India on Saturday announced that it will set up a Diaspora Knowledge Network to enable improved connectivity between People of Indian Origin and to allow the large number of overseas Indians to partake in India's growing 'knowledge economy'.
The Diaspora Knowledge Network was a slew of major initiatives that Prime Minister Manmohan Singh [Images] announced to ensure that millions of overseas Indian workers and professionals become symbols of global connectivity and globalised activity in order to capture the face of a new India.
Addressing the conclave of overseas Indians in Hyderabad during the 3rd Pravasi Bharatiya Divas, Dr Singh said the Diaspora Knowledge Network will provide a dynamic framework within which the users and providers of knowledge can discover each other and work together.
"Knowledge itself needs to be widely defined to include operational and management expertise," he pointed out.
Apart from such a network, the prime minister said India's ability to tap the expertise of overseas Indian professionals will depend on 'our ability to forge partnership with them'. He said the government's utmost priority is to improve the efficiency of financial and consular services.
Towards this end, the prime minister announced the following initiatives:
- Creation of an easy-to-use remittance facility that is affordable and efficient.

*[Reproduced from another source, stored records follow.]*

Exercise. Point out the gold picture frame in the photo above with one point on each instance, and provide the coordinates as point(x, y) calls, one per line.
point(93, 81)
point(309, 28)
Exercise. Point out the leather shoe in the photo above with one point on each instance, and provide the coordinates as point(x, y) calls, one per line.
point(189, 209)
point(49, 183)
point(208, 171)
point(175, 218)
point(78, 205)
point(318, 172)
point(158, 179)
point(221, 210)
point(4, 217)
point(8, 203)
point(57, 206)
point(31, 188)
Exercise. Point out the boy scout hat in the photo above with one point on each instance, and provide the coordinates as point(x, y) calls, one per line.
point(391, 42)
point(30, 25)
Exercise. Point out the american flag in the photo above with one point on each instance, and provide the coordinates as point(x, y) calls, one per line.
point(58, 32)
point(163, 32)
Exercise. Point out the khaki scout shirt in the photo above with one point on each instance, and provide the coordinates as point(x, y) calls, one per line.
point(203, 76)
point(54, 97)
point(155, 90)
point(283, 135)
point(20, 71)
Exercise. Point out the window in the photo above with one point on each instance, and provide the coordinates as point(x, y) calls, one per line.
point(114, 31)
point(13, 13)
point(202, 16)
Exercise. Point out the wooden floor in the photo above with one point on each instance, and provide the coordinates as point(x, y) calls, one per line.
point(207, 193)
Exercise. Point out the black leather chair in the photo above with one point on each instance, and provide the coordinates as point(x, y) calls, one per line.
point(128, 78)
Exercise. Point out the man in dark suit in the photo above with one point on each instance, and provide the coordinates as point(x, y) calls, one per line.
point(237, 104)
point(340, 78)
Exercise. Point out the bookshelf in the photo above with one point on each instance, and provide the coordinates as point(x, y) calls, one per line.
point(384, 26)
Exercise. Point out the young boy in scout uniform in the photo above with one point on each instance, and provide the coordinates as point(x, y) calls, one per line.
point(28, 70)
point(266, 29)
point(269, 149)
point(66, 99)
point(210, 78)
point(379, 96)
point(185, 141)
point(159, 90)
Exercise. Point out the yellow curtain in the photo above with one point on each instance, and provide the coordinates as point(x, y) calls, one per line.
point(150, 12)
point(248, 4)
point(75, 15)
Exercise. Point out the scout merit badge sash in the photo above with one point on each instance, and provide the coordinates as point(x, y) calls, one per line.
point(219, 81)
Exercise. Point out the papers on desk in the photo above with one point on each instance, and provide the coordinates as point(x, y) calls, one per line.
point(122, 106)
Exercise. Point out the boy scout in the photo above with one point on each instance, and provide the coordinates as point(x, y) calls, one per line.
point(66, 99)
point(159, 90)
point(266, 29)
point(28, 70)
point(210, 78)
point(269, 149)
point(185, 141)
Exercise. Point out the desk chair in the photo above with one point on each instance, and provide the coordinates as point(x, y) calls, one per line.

The Ministry of Overseas Indian Affairs has partnered with the UTI Bank [Get Quote] to develop an electronic, integrated remittance gateway.
- The government to launch a more liberal insurance scheme for NRIs called the Pravasi Bharatiya Bima Yojana with effect from February 1, 2006 to provide enhanced benefits to workers. Competition from a number of insurance providers will ensure that the premiums remain affordable.
- The government to work with international and other agencies to streamline and modernise the process of emigration and to create awareness among the workers about their rights and obligations.
- The government will support initiatives to develop the skills of workers and set up credible mechanisms for certification of those skills so that over the years India is to reposition itself as a source of skilled, rather than unskilled labour.